Mentre mi apprestavo ad eseguire un ulteriore frazionamento, proprio in prossimità di quel restringimento,  ho sentito la sagola che scorreva tra le mie dita diventare durissima e poi bloccarsi, portandomi a compiere, probabilmente, dei movimenti  un po’ disordinati che, in quel punto più stretto, hanno portato immediatamente la visibilità a zero.
Portandomi la mano sul fianco per cercare il corpo del sagolatore, non ne ho sentito più la presenza. Pensando che questo si fosse staccato, senza speranza di ricuperarlo, data la visibilità zero, ma ritrovandomi comunque con la sagola guida sempre in mano, ho potuto tornare indietro sino al precedente frazionamento dove la visibilità era nuovamente ottima. Lì ho provveduto a rinforzare ulteriormente l’armo e a tranciare il filo in eccedenza che portava al sagolatore disperso.
Poi, capii che il corpo del sagolatore era ancora saldamente fissato a me, ma nel torbido, solo al tatto,  non lo riconoscevo come tale in quanto da esso, per un guasto incredibile, si era staccata tutta la bobina del filo con il suo perno, rotolando giù chi sa dove nella profondità buia del sifone.
Ho dovuto necessariamente interrompere l’immersione che, comunque, non sarebbe potuta durare ancora lungo in quanto la pressione era quasi giunta al secondo terzo anche nell’altra bombola. I consumi erano stati più alti del previsto.
Ho ripreso quindi la via del rientro rivedendo finalmente gli amici che mi aspettavano. Quelle brutte facce non mi sono mai apparse più  belle (solo per un attimo!).
Riimballato tutto quanto, abbiamo ripreso faticosamente la via del ritorno, portandoci dietro tutta l’attrezzatura portata quel giorno, più la precedente.             
Siamo usciti dalla grotta che erano quasi le due del mattino e, dopo aver selezionato più ho meno le attrezzature, io, Riele, Andrea e Cristina, abbiamo ripreso la via del ritorno, mentre la rimanenza del gruppo ha preferito trascorrere il resto della nottata, nella pineta di Lopene.
Concludendo, penso che questa immersione,  anche se molto breve (poco più di dieci minuti), abbia raggiunto gli scopi che si era prefissati permettendoci così di avere risposta a molti degli interrogativi che ci eravamo posti.
Pur non avendo superato il sifone, abbiamo capito che questo non potrà essere passato in apnea e non può essere forzato, ne vuotato.
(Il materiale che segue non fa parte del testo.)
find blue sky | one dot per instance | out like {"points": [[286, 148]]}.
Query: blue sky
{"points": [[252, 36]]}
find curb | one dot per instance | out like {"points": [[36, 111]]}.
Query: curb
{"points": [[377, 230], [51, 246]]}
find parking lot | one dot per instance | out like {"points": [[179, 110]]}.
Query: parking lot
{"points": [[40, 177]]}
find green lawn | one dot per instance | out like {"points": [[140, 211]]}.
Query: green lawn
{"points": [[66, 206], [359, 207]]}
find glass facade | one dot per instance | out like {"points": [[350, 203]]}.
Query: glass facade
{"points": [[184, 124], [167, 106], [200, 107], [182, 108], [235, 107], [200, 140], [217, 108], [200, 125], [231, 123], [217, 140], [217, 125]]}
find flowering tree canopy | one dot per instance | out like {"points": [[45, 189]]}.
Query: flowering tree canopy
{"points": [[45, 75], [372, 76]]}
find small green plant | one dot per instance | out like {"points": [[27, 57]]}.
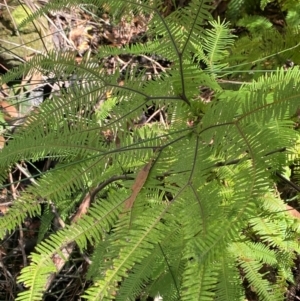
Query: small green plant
{"points": [[186, 209]]}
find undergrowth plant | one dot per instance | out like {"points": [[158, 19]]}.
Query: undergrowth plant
{"points": [[187, 209]]}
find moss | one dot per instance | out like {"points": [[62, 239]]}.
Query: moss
{"points": [[20, 13]]}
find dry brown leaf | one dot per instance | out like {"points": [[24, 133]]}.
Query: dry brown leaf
{"points": [[138, 184], [9, 110]]}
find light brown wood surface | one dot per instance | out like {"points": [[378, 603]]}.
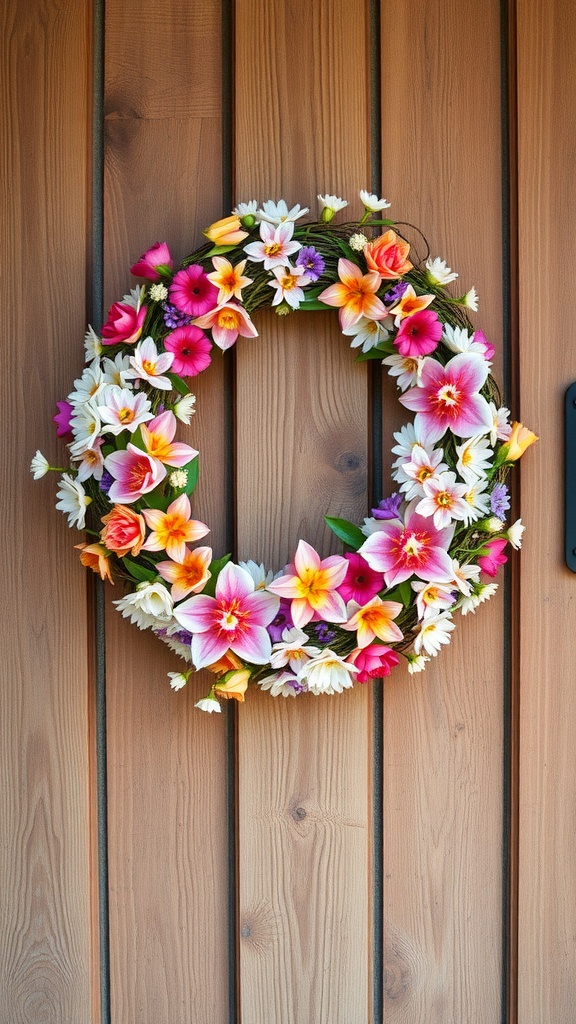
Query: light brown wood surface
{"points": [[546, 98], [45, 954], [168, 843]]}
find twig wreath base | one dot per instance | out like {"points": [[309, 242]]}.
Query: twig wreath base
{"points": [[430, 549]]}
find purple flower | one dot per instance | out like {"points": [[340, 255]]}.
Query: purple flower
{"points": [[499, 501], [282, 622], [388, 508], [311, 261], [173, 317], [395, 294]]}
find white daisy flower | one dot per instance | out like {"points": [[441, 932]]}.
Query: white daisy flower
{"points": [[73, 500]]}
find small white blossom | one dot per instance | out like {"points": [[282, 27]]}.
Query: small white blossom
{"points": [[371, 203], [158, 292], [39, 465], [439, 273]]}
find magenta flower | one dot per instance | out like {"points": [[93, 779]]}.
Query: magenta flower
{"points": [[449, 399], [63, 418], [492, 556], [361, 583], [413, 548], [192, 350], [418, 334], [235, 619], [155, 263], [373, 662], [134, 472], [192, 292], [124, 324]]}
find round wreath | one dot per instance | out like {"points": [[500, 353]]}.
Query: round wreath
{"points": [[426, 551]]}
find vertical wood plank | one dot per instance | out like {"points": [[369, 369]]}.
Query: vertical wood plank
{"points": [[166, 761], [443, 729], [44, 851], [301, 128], [546, 103]]}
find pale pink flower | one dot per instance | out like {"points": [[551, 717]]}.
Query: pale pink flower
{"points": [[449, 396], [234, 620]]}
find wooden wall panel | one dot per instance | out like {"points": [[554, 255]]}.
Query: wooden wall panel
{"points": [[45, 972], [166, 761], [303, 770], [546, 100], [443, 728]]}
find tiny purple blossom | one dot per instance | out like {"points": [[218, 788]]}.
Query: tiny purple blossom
{"points": [[499, 501], [173, 317], [311, 262], [395, 294], [388, 508]]}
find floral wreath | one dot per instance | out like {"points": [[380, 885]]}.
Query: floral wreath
{"points": [[427, 551]]}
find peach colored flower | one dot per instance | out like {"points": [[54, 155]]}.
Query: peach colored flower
{"points": [[124, 530], [386, 255]]}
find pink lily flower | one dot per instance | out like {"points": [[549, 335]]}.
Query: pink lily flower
{"points": [[225, 323], [157, 439], [312, 585], [155, 263], [234, 620], [492, 556], [448, 397], [413, 548], [355, 294], [134, 472]]}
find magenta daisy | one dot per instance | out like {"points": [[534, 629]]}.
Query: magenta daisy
{"points": [[191, 348], [449, 398], [192, 292]]}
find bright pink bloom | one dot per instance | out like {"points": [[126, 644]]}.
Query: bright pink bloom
{"points": [[124, 324], [361, 583], [134, 474], [155, 263], [225, 323], [414, 548], [492, 556], [192, 292], [418, 334], [234, 620], [448, 397], [63, 418], [312, 585], [373, 662], [157, 438], [192, 350]]}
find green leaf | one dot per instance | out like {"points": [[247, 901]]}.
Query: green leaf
{"points": [[139, 571], [346, 531], [215, 568]]}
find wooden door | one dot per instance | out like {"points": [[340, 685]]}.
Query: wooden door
{"points": [[401, 853]]}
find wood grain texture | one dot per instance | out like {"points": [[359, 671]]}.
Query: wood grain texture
{"points": [[546, 101], [44, 844], [166, 761], [301, 128], [443, 729]]}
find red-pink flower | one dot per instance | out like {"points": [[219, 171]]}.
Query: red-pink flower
{"points": [[234, 620], [192, 350], [373, 662], [418, 334], [449, 398], [361, 583], [413, 548], [155, 263], [124, 324], [134, 474], [492, 556], [191, 291]]}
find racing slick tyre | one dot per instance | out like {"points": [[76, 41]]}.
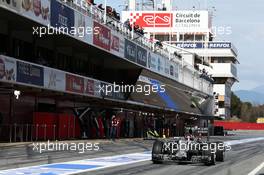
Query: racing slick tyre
{"points": [[220, 154], [157, 152], [212, 160]]}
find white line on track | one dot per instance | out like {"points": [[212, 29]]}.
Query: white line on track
{"points": [[86, 165], [257, 169]]}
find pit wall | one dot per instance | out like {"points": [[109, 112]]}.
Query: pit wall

Resta ancora, anche se un po’ fantasiosa e remota, la possibilità, data la bassa pendenza del soffitto, che con l’ulteriore protrarsi dell’importante abbassamento giornaliero dell’acqua, tra qualche tempo, se non vi saranno piogge significative e il primo sifone ce ne dia il tempo, ecc. ecc. ecc., questo secondo sifone, magari a fine ottobre, possa trasformarsi in un lago; fantascienza? Penso di sì, ma …
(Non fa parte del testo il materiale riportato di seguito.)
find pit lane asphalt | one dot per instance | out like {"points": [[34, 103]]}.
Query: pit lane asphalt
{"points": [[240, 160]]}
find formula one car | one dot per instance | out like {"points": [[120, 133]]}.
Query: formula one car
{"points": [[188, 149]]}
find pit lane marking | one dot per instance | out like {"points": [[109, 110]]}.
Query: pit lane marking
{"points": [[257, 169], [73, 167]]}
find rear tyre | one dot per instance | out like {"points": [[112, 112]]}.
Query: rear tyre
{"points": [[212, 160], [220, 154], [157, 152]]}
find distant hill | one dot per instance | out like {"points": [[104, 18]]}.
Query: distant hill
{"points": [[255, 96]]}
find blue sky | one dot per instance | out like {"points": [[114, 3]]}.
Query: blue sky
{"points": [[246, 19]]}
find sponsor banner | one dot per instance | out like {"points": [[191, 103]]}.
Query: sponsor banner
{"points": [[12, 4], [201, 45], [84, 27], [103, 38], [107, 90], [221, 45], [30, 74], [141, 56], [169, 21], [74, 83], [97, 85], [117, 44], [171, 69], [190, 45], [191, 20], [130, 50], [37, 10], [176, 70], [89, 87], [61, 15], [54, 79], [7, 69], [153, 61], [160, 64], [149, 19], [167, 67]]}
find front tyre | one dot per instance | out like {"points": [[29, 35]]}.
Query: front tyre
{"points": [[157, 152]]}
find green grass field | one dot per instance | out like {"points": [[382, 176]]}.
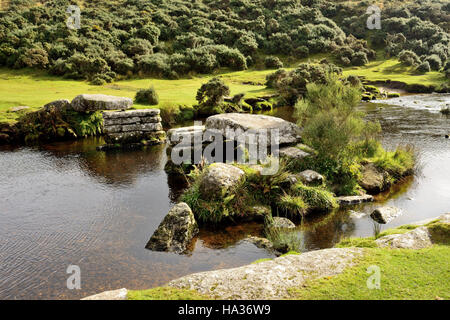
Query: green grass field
{"points": [[36, 88]]}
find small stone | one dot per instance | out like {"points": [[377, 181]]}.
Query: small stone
{"points": [[176, 230], [384, 215]]}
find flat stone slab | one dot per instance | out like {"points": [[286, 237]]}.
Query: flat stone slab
{"points": [[350, 200], [120, 294], [131, 113], [289, 132], [385, 215], [418, 238], [95, 102], [270, 279]]}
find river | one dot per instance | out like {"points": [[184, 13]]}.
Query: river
{"points": [[67, 204]]}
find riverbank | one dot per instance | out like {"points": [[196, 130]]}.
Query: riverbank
{"points": [[413, 266]]}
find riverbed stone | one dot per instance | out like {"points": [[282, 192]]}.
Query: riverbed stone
{"points": [[95, 102], [281, 222], [352, 200], [270, 279], [218, 179], [418, 238], [176, 230], [372, 180], [311, 177], [385, 215], [289, 133]]}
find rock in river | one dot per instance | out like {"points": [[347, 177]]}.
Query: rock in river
{"points": [[385, 214], [218, 179], [176, 230], [95, 102], [289, 132]]}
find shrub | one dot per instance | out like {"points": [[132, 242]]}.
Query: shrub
{"points": [[424, 67], [272, 62], [147, 96]]}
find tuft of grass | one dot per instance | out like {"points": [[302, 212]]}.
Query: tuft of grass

Restando con i piedi per terra, credo che il sifone, dati gli ampi ambienti, possa essere superato con un’attrezzatura più idonea. Certo, la profondità è sicuramente superiore ai dieci metri e la lunghezza non sappiamo ancora quanto sia, ma credo che la questione sia fattibile.
Spero, dopo tanta fatica, di avere ancora la possibilità  di ritentarne presto l’attraversamento, magari in compagnia e, ancor meglio, sotto la guida di esperti speleo sub come Diego, Valerio o Sandro.
Comunque, anche per i non “pinnati”, questa grotta ha, a mio parere, ancora moltissime e fantastiche possibilità di prosecuzione; basta averne voglia e vera passione!
Sento comunque di dover ringraziare tutta l’equipe che mi ha accompagnato in questa esplorazione aiutandomi, anche con sacrificio, a vivere questa fantastica esperienza.
Tengo a sottolineare, che i risultati ottenuti in questa esperienza e in altre simili, non sono mai il merito del singolo, ma di tutta la squadra, e per squadra intendo, non solo chi è arrivato sino al sifone , ma anche coloro che hanno contribuito in altri modi, anche solo con una parola di incoraggiamento, affinché tutto questo fosse possibile.
Solo dieci minuti, un piccolo passo, ma sempre un passo avanti.